There is a great quote regarding security that paraphrased states the protector has to be right 100% of the time but the attacker only has to be right once. There are a lot of targets for attackers, and note that I am not using the word terrorist, but I include them in this categorization. Shopping malls, restaurants, crowded bus and train terminals, trains, busses, subways, concerts, schools, etc. It is impossible to protect all of these locations 100% of the time from 100% of attackers. Furthermore, you have to classify the risks and distribute your finite amount of protections against them in a manner that reduces, but never eliminates the risk. This has to be balanced by protecting the rights and freedoms of the very people you are trying to protect in the first place, or you have accomplished nothing and the people intending to harm you (the attackers) have actually terrorized you and accomplished their main goal. I could go on discussing the need for intelligence and actual police work, which is the only item that has ever stopped attacks or terrorist activity, but instead I am focusing this blog on just aviation security.

The government has once again based their security posture on a reaction to a specific threat and not on the overall risks to commercial passenger aviation.
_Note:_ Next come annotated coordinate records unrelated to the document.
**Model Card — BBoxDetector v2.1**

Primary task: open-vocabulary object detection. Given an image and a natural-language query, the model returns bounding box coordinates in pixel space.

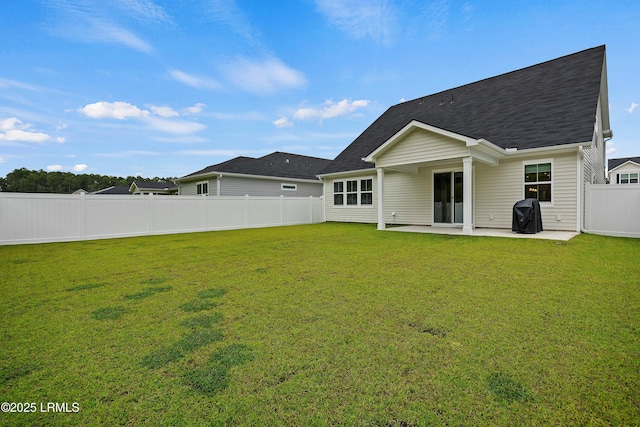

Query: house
[89,185,131,196]
[319,46,612,234]
[176,152,330,197]
[129,180,178,195]
[608,157,640,184]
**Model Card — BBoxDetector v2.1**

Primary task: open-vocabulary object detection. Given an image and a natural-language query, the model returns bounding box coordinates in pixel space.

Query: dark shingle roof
[133,180,178,190]
[607,157,640,170]
[181,151,331,179]
[91,185,131,195]
[321,46,605,174]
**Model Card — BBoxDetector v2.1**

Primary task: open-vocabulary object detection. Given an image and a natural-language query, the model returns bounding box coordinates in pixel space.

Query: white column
[462,157,473,234]
[377,168,385,230]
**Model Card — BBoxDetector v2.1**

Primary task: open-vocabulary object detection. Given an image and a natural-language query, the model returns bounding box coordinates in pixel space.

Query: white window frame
[333,176,373,208]
[196,181,209,196]
[617,171,640,184]
[520,159,556,206]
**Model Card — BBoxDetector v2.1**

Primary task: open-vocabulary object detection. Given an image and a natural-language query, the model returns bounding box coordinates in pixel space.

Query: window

The shoe bomber tried to detonate a device in his shoe, so we all remove our shoes, the underwear bomber tried to detonate a device in his pants, and now we are all getting groped and having naked images of ourselves taken when we fly. There was a device disguised as a toner cartridge, so now we can no longer bring those on board. In the old days, I had to make my pager beep so that the security people knew it was not a bomb, and every time I did this the same thought ran through my head “If someone could make a pager into a bomb, they could damn sure make it beep when they wanted”.
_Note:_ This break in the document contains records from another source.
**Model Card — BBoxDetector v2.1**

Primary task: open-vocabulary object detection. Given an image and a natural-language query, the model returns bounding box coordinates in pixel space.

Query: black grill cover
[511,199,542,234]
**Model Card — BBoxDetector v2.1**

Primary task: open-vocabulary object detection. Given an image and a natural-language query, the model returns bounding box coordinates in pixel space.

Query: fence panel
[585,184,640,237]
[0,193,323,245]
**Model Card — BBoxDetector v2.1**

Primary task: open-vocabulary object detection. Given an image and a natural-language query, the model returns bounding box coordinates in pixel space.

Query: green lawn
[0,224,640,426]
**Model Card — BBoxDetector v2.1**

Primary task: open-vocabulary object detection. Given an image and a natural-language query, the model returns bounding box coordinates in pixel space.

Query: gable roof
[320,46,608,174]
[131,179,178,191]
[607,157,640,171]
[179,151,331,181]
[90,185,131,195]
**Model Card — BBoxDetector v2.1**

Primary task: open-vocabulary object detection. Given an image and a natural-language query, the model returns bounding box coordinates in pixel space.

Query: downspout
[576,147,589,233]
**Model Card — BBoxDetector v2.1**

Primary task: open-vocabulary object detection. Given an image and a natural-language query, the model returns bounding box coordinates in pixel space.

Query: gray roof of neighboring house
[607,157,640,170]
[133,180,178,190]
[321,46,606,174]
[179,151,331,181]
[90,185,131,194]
The new procedures will still not be able to find explosives hidden in or on the body, and anyone who has worked in a prison will tell you that for certain, and let you know how you would have to search someone to find them - let’s just say it ain’t pretty. People with medical devices or prosthetics will be especially embarrassed by the latest tactics, and in the end the TSA agent will still not know if the insulin pump contains anything we should not let on a plane. It is still far easier and less risky to get a job as a baggage handler or ramp employee and smuggle explosives on a plane, than it is to bring it through the front door or to simply mail the explosives in a cargo container. There are hundreds of other means as well, but again we are discussing a specific threat and need to be discussing risks and countermeasures at a broader level. In disaster planning, you don’t plan for a plane crashing through your building, you plan for any occurrence that could harm an employee or the facility and plan accordingly. Again, I am only speaking of aviation security here, and there are many more targets that are far easier than an aircraft to attack.

Ask yourself this, would the current tactics have stopped the 9/11 terrorists – no. That event was a black swan, and was not anticipated by the countermeasures in place at the time, and the next event may not be either. If we continue down the road of reacting to every event with draconian measures that undermine our privacy and freedoms, we will have accomplished nothing, not made our country any safer, and spent a lot of money in the process. We need to ensure that Police are on the job, the intelligence community gets the resources and recognition is desperately deserves and look at all of our risks and not just the one that the last terrorist used.